O projeto da concessionária vai beneficiar cerca de 1,5 milhão de habitantes do município. Estão previstas a implantação, instalação, recuperação, modernização, melhoria da eficiência e expansão da rede municipal de iluminação pública, além da implantação de centro de controle operacional, de sistema de telegestão e de projetos de iluminação de destaque. O investimento total será de R$ 162,6 milhões, sendo que os demais R$ 82,6 milhões serão investidos pela própria concessionária.

“Nós viemos a Porto Alegre para fazermos o lançamento de debêntures, que vão permitir que todos os 100 mil pontos de luz que existem na cidade sejam modificados para lâmpadas de LED. Isso vai dar maior segurança, permitir o turismo e que as pessoas tenham melhor qualidade de vida”, destacou o ministro Rogério Marinho.

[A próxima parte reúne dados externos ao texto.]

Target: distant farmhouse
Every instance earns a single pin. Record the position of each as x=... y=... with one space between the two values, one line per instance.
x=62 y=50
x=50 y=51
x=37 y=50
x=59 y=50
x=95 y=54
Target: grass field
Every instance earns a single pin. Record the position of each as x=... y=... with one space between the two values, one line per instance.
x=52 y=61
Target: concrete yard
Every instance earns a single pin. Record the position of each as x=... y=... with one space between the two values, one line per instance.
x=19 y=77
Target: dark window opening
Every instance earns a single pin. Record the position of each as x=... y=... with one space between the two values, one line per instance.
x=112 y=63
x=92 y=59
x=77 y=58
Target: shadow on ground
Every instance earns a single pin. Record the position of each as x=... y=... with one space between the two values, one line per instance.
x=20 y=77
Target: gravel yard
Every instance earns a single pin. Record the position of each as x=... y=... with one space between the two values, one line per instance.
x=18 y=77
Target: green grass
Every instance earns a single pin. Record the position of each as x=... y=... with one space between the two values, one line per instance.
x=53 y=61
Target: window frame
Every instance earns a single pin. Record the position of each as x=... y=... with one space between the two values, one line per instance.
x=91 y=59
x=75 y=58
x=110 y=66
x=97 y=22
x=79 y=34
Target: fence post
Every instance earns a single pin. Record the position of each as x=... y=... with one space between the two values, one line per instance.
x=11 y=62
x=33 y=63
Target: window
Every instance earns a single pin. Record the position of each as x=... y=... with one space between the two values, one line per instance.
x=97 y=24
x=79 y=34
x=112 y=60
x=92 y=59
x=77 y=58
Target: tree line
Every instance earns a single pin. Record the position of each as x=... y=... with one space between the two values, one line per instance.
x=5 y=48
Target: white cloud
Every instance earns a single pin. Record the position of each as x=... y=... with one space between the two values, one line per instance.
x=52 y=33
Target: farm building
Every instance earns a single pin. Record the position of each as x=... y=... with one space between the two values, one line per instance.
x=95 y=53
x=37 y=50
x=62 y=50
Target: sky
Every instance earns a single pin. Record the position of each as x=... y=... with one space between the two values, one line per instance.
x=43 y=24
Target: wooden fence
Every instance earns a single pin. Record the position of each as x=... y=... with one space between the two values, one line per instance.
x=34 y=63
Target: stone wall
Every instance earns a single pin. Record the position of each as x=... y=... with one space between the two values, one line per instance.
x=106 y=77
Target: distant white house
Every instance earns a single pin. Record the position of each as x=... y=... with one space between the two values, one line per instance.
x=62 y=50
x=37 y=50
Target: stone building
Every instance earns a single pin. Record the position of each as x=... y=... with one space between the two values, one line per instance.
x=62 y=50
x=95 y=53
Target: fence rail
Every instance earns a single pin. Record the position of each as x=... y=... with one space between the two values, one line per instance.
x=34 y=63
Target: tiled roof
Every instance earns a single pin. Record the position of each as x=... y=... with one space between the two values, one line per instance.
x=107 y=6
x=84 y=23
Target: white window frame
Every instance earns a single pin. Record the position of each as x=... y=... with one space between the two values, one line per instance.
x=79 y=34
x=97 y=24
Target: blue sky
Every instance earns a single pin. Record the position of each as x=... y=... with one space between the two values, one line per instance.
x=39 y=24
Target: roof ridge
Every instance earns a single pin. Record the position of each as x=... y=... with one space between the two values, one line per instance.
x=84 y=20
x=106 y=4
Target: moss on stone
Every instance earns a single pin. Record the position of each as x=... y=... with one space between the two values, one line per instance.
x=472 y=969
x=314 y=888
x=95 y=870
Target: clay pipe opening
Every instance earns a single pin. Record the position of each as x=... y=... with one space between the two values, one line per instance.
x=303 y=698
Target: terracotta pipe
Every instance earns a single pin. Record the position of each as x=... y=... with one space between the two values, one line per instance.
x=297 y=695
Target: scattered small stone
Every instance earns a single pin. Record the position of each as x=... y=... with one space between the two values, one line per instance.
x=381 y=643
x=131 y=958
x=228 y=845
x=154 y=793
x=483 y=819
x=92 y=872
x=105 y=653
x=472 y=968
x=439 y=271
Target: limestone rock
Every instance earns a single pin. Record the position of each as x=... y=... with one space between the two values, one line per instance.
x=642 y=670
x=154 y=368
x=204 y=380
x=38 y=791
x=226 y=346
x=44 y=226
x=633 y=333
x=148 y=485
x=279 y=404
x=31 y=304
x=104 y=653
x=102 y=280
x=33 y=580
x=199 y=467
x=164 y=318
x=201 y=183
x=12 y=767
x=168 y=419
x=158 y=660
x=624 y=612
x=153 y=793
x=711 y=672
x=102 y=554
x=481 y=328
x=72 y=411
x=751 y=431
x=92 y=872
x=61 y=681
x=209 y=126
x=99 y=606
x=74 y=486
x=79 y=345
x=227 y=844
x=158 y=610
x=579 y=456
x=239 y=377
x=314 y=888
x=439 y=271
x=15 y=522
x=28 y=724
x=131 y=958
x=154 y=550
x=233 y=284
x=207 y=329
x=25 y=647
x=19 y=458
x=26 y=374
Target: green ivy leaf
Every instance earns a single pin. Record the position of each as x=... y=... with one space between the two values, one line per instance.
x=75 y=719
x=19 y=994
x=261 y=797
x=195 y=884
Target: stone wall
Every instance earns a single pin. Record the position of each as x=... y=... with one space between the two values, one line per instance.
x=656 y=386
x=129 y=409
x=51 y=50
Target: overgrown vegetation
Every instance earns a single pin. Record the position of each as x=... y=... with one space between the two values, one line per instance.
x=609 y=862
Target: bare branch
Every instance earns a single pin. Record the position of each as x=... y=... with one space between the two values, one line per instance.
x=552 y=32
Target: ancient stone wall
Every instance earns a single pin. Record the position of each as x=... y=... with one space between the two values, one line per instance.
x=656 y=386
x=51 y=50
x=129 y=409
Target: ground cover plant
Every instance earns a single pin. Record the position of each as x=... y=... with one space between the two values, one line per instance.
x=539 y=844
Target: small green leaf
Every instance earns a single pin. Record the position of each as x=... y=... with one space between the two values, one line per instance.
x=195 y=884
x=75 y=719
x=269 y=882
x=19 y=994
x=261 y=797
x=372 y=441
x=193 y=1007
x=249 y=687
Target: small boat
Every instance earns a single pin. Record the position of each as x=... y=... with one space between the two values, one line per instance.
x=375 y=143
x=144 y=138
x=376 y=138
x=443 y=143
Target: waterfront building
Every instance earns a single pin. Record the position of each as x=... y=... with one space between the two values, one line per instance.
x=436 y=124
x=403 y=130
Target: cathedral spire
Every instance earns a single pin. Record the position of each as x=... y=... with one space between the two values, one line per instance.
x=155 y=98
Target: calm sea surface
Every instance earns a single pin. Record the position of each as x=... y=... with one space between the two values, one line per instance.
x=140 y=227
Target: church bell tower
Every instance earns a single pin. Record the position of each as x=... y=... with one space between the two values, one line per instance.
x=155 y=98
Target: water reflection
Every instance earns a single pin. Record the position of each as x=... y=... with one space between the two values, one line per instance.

As debêntures são títulos privados de renda fixa que permitem às empresas captarem dinheiro de investidores para financiar seus projetos. No caso das incentivadas, os recursos são empregados necessariamente em obras de infraestrutura e há isenção ou redução de Imposto de Renda sobre os lucros obtidos pelos investidores.

O prefeito de Porto Alegre, Sebastião Melo, ressaltou a importância de a cidade ter mais pontos de luz. Para ele, o esforço conjunto dos governos federal e municipal contribui para que isso aconteça mais rápido. "Esse lançamento das debêntures vai proporcionar mais pontos de luz na cidade de Porto Alegre. Vamos garantir uma cidade conectada, iluminada e que gere oportunidades de mais cultura na rua. Uma cidade iluminada é uma cidade mais segura", reforçou.

Histórico

A captação de recursos por meio de debêntures incentivadas para projetos de iluminação pública foi possibilitada com a publicação da Portaria n. 265/2021, em fevereiro deste ano. Desde então, o projeto de Porto Alegre é o quarto autorizado pelo MDR.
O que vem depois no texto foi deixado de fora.